Here's something I made earlier

Here’s something I made earlier

And this is where it started...

And this is where it started…

Despite that experience, he is being plagued by self-doubt this week, wondering, will I ever be good enough?

We’re watching Breaking Bad, and the character that I care for the most is Jesse Pinkman, who has a continual struggle in believing that he is not good enough.  The episode this week was whether he was good enough to run a Crystal Meths Lab alone, but it is a theme that underlies his character right throughout the series.  Jesse is a fundamentally good person, and the series is full of people looking beyond the meth-head and seeing something in him.
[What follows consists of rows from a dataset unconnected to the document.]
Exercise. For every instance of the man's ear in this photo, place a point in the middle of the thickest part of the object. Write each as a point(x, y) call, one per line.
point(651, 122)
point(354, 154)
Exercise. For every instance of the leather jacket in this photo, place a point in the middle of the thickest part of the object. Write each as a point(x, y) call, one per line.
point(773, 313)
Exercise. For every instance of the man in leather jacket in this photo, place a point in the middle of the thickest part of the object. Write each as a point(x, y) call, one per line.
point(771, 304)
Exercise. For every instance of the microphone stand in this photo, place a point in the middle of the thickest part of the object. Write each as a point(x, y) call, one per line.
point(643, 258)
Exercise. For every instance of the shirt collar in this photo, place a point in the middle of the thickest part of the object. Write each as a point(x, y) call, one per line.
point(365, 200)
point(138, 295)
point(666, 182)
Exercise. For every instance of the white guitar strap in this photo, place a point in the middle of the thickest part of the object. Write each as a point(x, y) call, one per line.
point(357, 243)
It’s delightful.  Jesse, I wonder if you get to accept that you are good enough?

You see there are echoes of this in my week, and in thinking about the other people (so much easier than thinking about myself), I’ve built up a message that I can give myself…

Enough already!

Enough already!

It’s such a waste of energy.  It’s so toxic, so negative.  You have a choice to accept where you are.  The XK120 wasn’t built in a day, it took nearly four years from conception to registration. Your book won’t be written in a day, but will be sentence by sentence. The best thing you can do is accept who you are and where you are, and STOP THINKING THAT YOU’RE NOT GOOD ENOUGH.